Master Chief will arrive online and in person before Halo 4 hits this November.
Microsoft has announced a new web series that will premiere prior to the release of Halo 4, representing "the largest investment" the company has ever made in live-action production. But instead of simply adding to what will surely be a gigantic marketing push for the hotly anticipated game, Microsoft hopes to use the series as tool to introduce the Halo universe to newcomers and, maybe, just maybe, pave a way toward the theatrical movie for which fans have been clamoring since Universal pulled the plug on Neil Blomkamp's adaptation back in 2005.
"Every time we do a live-action commercial the audience says, 'We want to see more so that we can explore the Halo universe a little bit more," said Frank O'Connor, franchise development director at 343 Industries. "Demand grew more and more out of the two little vignettes we'd previously produced."
The new series is called Forward Until Dawn, and will follow a UNSC cadet's rise through the ranks as inspired by Master Chief's well-known, super awesome space greatness. While the majority of the story will be new, episodes will still make time to cover old ground for the noobies, showing or alluding to events like the humans' initial clash with those pesky Covenant during the first trilogy.
Over the course of five weeks this autumn, franchise fans will be treated to five, free, fifteen-minute segments that can be seen either via Machinima or the game's online community, Halo Waypoint. Watch them all back-to-back, and some easy math puts the full experience at an hour and fifteen minutes, just short the average length of a feature film. And though five, quarter-hour episodes do not a movie make, Microsoft considers the production its "next step" in recreating Halo into an entertainment franchise capable of supporting a theatrical feature.
"I don't think anybody needs any reminding of [the potential of a Halo film]," said Matt McCloskey, director of franchise business management at 343. "Everyone keeps reminding us of that."

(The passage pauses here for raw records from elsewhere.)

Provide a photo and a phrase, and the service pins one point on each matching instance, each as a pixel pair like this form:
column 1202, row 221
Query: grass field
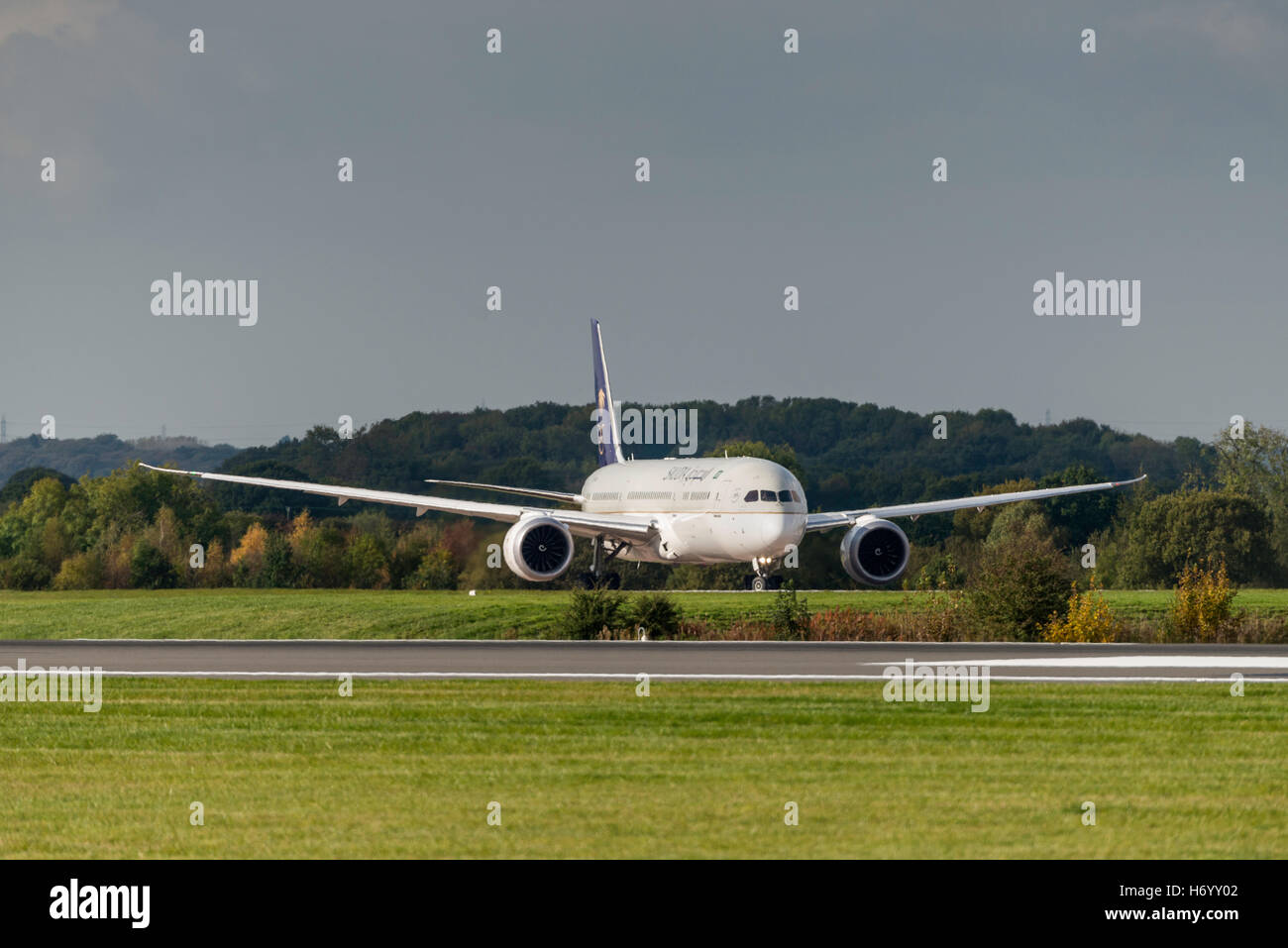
column 697, row 769
column 236, row 613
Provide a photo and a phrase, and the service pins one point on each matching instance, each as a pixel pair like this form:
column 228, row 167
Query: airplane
column 673, row 510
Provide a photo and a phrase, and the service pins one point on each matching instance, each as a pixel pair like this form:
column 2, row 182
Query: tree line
column 1225, row 498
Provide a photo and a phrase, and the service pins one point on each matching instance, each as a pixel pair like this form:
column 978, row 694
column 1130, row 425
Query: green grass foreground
column 697, row 769
column 252, row 613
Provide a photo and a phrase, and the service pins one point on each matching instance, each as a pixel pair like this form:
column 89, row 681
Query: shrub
column 150, row 567
column 591, row 612
column 1087, row 618
column 279, row 571
column 437, row 570
column 1020, row 581
column 82, row 571
column 789, row 617
column 369, row 569
column 1203, row 608
column 26, row 574
column 657, row 613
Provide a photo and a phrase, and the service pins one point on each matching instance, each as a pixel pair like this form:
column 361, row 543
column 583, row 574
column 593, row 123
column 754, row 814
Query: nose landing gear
column 763, row 579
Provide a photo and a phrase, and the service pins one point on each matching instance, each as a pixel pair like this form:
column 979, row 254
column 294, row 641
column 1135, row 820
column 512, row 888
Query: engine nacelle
column 875, row 552
column 537, row 549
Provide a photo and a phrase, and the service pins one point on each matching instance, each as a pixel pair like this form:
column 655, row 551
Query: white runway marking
column 655, row 677
column 1119, row 662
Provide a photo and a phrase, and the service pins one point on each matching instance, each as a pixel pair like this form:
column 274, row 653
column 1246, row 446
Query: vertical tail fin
column 605, row 412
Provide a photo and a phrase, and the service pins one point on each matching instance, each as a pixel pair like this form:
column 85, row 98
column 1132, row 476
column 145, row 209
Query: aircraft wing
column 846, row 518
column 617, row 526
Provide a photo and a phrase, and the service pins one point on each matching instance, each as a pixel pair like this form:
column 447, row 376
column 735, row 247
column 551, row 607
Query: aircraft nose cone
column 776, row 532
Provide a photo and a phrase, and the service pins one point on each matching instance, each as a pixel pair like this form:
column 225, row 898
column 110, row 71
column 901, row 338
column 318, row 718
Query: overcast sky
column 518, row 170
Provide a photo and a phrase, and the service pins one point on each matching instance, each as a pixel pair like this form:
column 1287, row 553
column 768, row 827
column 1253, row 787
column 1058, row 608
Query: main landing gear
column 599, row 557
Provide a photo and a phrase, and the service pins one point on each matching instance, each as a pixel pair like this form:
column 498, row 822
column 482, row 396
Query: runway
column 777, row 661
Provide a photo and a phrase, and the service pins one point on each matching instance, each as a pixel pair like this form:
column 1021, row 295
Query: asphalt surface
column 664, row 660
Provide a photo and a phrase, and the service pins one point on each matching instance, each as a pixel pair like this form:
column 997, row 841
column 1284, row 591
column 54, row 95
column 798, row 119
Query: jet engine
column 537, row 549
column 875, row 552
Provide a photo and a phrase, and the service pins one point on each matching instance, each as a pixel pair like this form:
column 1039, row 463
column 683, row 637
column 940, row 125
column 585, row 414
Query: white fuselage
column 703, row 507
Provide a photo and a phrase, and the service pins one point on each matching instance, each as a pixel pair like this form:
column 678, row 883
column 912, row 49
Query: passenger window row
column 781, row 497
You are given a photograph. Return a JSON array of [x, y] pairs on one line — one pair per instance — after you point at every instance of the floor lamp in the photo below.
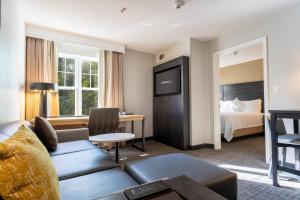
[[43, 88]]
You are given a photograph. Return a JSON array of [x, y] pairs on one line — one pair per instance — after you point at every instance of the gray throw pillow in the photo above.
[[46, 133]]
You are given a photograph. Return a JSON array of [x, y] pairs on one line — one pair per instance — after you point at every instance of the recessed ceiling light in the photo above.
[[176, 25], [146, 24], [179, 3], [123, 10]]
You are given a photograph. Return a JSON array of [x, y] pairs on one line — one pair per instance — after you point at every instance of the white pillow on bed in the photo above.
[[252, 106], [230, 106]]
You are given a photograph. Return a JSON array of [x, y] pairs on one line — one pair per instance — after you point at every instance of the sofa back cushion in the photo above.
[[46, 133], [26, 169]]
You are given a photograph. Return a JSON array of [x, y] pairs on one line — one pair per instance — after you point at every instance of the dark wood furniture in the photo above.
[[60, 123], [171, 124], [285, 140], [186, 187]]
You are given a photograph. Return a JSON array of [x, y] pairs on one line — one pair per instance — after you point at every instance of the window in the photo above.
[[78, 84]]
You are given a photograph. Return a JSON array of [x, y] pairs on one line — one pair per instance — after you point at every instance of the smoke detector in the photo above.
[[179, 3]]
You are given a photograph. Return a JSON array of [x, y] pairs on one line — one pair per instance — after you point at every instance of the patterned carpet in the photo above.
[[245, 157]]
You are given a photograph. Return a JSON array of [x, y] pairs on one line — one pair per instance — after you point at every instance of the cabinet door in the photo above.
[[168, 120]]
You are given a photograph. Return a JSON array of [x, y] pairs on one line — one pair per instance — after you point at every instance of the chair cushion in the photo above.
[[81, 163], [26, 169], [46, 133], [172, 165], [74, 146], [95, 185], [289, 139]]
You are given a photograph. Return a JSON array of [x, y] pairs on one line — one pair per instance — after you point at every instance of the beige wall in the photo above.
[[138, 93], [200, 116], [181, 48], [283, 56], [12, 55], [242, 73]]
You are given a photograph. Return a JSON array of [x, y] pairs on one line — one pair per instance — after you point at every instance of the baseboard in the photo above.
[[202, 146]]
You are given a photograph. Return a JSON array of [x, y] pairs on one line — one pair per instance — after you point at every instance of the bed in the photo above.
[[238, 122]]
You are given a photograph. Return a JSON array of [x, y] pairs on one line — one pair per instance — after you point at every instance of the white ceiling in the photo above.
[[241, 56], [149, 25]]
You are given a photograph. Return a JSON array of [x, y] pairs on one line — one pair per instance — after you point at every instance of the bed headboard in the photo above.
[[243, 91]]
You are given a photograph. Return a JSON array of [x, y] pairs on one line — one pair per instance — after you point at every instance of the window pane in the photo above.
[[94, 67], [70, 65], [94, 81], [70, 79], [67, 102], [85, 81], [61, 79], [61, 64], [89, 100], [85, 68]]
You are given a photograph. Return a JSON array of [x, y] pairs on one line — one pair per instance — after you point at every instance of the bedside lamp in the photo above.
[[43, 88]]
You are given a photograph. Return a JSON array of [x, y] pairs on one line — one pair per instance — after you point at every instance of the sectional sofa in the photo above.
[[86, 172]]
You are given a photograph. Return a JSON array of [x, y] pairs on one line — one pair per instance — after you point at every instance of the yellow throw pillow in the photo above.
[[26, 169]]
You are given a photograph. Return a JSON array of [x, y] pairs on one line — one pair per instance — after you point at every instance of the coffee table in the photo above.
[[185, 186], [113, 137]]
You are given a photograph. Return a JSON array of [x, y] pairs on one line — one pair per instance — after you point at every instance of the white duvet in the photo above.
[[231, 121]]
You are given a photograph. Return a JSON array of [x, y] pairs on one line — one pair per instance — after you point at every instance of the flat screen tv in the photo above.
[[168, 82]]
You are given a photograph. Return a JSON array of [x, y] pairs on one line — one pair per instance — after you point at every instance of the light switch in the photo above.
[[275, 89]]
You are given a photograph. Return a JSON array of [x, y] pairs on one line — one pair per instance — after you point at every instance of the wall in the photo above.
[[181, 48], [138, 92], [12, 52], [283, 54], [200, 99], [242, 73]]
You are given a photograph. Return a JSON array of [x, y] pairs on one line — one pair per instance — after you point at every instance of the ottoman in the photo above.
[[217, 179]]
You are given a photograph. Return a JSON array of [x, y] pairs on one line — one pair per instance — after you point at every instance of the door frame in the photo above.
[[216, 90]]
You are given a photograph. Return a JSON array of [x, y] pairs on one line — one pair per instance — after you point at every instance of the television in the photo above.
[[168, 82]]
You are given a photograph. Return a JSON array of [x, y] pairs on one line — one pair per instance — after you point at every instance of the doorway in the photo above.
[[216, 89]]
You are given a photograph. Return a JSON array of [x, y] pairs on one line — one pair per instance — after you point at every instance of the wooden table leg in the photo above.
[[117, 152], [143, 135], [132, 131], [141, 147], [296, 126], [274, 150]]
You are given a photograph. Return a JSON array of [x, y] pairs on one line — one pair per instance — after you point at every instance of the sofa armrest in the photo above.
[[72, 134]]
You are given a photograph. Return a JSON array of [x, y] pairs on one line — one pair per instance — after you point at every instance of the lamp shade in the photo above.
[[42, 86]]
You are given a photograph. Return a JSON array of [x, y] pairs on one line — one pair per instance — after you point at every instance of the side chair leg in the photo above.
[[297, 159], [270, 171]]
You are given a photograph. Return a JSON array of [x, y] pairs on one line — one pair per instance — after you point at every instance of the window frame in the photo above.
[[78, 79]]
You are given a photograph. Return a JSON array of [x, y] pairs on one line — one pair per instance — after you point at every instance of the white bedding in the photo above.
[[231, 121]]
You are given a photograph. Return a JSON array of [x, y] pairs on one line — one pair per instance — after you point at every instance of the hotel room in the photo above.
[[143, 99]]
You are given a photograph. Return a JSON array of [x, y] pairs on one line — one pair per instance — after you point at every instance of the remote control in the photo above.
[[146, 190]]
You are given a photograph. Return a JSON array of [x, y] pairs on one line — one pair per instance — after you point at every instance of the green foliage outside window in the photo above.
[[67, 79], [67, 102], [89, 100]]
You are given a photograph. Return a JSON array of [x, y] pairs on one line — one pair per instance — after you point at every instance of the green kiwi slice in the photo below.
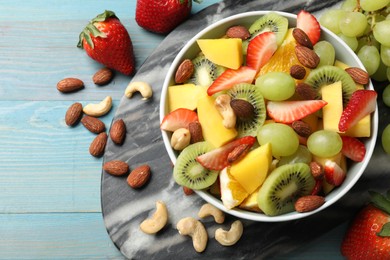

Still, with the core franchise currently sitting on a five-year hiatus, and a new development team at the helm for the fourth installment, its perhaps easy to understand why Halo needs a fresh assessment in a new market before anyone is willing to commit millions of dollars into a film. Remember, gamers that were fifteen when the original Halo came out are now twenty-six, and much has changed for both the game and film industry since that initial fan-base blossomed back in 2001.